赤ちゃんが言葉を話すまで 「子どもの言葉と心」の劇的な変化と発達を専門家が解説
【子どもの言葉の発達】#1 赤ちゃんの中で起こっている言葉の発達について
2024.12.29
坂上先生:赤ちゃんとのコミュニケーションで大事な点は3点です。親子のコミュニケーションで大事になるのは、“表情”や“視線”、そして“触れる”という3点になります。
自分に向けられる笑顔、やさしいまなざし、困った顔など、赤ちゃんは相手の表情をよく見ています。と同時に、なにを見ているのか、どこを見ているのか、自分に向けられる視線も意識しています。ぜひ、だっこしてお互いの感触を確かめながら話しかけてあげてください。
──おもちゃなどで一緒に遊ぶ際は、何に気を付ければいいでしょうか。まだおしゃべりができなくても、どんどん話しかけるべきなのでしょうか?

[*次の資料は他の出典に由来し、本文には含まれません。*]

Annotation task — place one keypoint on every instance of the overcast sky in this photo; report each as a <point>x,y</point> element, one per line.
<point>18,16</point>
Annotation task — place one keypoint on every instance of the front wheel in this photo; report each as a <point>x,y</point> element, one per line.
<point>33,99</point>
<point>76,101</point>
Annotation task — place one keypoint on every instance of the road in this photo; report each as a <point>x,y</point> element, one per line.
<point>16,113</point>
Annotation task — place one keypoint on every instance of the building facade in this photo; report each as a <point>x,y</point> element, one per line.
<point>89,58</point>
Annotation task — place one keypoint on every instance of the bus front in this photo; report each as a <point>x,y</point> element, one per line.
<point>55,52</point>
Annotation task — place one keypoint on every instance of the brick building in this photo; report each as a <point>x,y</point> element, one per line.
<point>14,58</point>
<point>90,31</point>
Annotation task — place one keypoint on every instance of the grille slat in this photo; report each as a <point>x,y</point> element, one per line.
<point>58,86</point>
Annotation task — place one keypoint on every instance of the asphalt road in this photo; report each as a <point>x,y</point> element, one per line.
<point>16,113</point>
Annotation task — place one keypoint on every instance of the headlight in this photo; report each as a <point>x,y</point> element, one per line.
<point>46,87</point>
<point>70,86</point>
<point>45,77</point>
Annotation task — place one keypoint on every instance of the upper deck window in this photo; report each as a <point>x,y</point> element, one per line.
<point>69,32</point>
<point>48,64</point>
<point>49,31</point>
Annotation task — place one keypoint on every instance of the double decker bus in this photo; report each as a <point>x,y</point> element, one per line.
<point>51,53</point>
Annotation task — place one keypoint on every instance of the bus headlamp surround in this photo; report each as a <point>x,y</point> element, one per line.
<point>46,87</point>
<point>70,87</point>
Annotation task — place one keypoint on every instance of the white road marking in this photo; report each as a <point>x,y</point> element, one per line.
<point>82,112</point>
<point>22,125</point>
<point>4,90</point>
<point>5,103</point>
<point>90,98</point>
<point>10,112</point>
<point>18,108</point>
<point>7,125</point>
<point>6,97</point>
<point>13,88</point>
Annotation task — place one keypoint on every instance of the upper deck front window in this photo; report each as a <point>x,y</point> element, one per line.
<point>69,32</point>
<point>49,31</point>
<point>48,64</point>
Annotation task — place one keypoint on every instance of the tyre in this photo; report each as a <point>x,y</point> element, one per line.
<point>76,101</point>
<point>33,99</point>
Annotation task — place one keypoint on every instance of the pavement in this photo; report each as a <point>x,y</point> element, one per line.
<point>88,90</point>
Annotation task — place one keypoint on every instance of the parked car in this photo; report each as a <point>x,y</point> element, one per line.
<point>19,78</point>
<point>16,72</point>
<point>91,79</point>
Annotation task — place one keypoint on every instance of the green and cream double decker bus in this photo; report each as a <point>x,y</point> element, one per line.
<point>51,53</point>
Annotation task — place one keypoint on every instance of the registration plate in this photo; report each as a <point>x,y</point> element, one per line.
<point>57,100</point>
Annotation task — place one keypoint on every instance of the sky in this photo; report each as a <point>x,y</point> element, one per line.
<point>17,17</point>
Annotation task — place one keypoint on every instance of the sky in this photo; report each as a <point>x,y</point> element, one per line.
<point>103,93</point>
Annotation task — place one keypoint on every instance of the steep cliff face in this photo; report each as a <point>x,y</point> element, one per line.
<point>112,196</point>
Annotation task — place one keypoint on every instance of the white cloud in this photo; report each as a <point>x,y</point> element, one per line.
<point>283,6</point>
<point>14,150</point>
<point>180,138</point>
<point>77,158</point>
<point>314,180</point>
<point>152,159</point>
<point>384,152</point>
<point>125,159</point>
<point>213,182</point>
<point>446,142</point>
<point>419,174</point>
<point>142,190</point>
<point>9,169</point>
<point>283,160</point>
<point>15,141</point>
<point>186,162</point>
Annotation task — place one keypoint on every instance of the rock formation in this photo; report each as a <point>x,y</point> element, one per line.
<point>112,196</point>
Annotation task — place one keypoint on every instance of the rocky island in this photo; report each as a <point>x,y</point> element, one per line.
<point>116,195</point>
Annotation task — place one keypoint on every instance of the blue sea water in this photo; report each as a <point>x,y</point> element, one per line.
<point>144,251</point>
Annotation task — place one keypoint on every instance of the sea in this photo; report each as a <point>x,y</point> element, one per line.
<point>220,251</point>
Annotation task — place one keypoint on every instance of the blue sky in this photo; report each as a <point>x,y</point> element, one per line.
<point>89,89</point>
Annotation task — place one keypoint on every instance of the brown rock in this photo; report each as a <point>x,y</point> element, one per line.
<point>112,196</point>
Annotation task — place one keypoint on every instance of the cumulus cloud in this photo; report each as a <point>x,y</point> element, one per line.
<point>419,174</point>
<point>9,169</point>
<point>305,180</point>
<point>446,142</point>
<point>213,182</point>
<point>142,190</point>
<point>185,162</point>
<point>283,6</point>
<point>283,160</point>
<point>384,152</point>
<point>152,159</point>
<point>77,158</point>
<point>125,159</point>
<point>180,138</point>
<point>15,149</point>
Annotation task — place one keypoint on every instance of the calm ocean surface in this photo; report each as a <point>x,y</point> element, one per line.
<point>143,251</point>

坂上先生:赤ちゃんとのやりとりでは、相手が「コミュニケーション初心者」であることを覚えておきましょう。キャッチボールでは相手が受けとりやすい速さや軌道でボールを投げないと、ボールのやりとりが続きませんよね。赤ちゃんとのコミュニケーションも同じです。

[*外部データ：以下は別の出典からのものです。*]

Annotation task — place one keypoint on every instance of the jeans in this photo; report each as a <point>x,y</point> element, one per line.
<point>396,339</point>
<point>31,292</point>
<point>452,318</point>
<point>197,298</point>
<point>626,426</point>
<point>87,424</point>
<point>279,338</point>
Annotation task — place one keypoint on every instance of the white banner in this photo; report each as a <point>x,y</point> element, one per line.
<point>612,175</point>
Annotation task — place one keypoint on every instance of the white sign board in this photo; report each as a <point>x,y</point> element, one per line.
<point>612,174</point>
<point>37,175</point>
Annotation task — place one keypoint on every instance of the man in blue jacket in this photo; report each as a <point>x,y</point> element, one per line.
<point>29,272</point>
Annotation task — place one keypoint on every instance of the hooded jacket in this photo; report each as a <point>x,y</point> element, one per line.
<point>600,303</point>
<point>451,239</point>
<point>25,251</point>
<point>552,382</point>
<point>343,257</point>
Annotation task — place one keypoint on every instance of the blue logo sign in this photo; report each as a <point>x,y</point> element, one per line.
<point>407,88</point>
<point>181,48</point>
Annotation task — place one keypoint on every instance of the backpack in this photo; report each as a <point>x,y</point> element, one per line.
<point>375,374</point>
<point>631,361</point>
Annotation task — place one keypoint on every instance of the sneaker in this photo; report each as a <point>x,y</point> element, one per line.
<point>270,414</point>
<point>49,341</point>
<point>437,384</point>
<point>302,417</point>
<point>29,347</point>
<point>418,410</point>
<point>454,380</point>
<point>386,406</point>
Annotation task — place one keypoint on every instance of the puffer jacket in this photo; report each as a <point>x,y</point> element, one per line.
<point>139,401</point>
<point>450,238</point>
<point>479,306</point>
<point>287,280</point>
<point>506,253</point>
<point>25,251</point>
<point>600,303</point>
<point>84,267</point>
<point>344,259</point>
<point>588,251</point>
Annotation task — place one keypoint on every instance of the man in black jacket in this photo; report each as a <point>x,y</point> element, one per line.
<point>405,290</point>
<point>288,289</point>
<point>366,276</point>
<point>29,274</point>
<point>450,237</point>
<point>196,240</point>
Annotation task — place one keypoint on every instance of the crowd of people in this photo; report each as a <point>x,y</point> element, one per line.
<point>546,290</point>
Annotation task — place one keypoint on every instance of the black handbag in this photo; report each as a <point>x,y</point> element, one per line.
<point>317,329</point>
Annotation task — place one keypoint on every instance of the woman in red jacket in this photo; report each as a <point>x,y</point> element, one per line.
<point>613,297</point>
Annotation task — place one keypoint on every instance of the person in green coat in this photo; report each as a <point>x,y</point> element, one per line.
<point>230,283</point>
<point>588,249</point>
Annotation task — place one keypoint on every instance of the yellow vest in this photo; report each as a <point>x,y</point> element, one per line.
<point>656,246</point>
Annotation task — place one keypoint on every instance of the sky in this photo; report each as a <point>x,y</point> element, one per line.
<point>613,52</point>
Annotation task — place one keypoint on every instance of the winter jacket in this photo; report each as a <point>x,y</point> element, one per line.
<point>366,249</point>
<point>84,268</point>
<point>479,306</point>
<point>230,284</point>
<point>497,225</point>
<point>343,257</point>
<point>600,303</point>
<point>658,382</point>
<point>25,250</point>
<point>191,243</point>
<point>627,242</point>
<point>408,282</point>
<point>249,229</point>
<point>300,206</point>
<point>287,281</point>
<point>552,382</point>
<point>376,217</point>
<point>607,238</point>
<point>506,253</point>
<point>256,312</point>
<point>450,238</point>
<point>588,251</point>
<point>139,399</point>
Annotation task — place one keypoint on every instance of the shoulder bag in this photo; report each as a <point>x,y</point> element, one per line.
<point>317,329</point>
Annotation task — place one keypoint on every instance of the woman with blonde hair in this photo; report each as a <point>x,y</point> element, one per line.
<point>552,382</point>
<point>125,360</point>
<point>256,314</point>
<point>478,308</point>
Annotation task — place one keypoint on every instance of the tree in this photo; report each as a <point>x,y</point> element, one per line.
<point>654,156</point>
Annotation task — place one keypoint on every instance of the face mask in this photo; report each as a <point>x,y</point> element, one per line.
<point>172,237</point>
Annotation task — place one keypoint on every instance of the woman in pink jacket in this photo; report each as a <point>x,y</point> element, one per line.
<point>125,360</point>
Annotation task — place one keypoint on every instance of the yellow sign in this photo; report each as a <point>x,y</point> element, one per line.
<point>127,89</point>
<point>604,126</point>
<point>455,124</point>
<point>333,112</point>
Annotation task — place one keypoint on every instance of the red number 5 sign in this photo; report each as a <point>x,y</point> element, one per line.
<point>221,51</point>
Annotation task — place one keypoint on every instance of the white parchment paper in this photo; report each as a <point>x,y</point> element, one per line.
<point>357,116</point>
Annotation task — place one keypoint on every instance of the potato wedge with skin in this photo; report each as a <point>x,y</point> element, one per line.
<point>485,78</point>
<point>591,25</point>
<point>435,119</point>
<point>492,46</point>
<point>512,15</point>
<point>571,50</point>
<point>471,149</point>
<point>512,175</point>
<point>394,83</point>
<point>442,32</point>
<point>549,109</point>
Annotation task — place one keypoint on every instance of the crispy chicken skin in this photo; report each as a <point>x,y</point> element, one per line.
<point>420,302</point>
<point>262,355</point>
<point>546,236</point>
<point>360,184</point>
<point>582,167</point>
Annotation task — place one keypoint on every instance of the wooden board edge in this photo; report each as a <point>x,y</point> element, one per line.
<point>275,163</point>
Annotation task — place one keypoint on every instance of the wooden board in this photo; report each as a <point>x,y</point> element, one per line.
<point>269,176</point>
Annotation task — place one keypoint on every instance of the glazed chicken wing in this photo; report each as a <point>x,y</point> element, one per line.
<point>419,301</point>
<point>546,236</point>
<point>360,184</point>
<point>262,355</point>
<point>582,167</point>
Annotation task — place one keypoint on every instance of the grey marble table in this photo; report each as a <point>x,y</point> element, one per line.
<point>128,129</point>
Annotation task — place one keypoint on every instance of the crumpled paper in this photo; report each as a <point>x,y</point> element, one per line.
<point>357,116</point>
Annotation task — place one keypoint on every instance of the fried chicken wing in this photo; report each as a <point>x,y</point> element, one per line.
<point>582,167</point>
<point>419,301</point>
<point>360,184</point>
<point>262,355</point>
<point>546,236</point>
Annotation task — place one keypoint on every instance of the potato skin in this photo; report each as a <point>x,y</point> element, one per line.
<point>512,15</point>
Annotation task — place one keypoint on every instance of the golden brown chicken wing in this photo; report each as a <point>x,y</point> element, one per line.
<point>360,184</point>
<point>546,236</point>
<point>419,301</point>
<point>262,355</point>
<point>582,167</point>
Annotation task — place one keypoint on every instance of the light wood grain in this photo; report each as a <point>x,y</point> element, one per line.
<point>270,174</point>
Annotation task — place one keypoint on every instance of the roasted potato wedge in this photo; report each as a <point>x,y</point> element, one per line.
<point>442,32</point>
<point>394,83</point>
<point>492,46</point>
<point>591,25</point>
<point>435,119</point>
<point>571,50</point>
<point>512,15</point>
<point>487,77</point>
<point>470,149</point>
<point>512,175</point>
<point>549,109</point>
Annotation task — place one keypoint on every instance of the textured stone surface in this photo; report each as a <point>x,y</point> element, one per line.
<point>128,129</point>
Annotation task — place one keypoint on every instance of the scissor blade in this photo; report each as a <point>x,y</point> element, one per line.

赤ちゃんは、自分のまねをしてもらうことが大好きです。また、表情を豊かに、声にも抑揚をつけたり、口調を変えたりしながら話しかけると赤ちゃんが注目しやすくなります。言葉の意味がわからなくても、声のトーンや表情から伝わることはたくさんあります。
──具体的にはどのような声かけがいいのでしょうか。
坂上先生:コミュニケーションの主体は、常に赤ちゃんのほうです。赤ちゃんの様子を見て応えるような「笑っているねぇ」「楽しいね」「びっくりしたね」などが良いです。「あー、うー、なのね」と相手の言っていること真似してあげるのもいいでしょう。
反対に「見せて、見せて!」「これでも遊べるよ!」など赤ちゃんの反応を見ず、こちらが言いたいことだけを伝えるのはNG。赤ちゃんの「やりとりしたい」という気持ちが薄れてしまいます。
2ヵ月~1歳ごろ「話す」前段階の発達
──喃語が出てくるようになると、親としては「たくさん話しかけて覚えてもらいたい」「◯ヵ月までには“二語文”出てほしい」など、子どもの“言葉”への欲が高まってくるように思います。「言葉を発する」までにはどのような段階があるのでしょうか。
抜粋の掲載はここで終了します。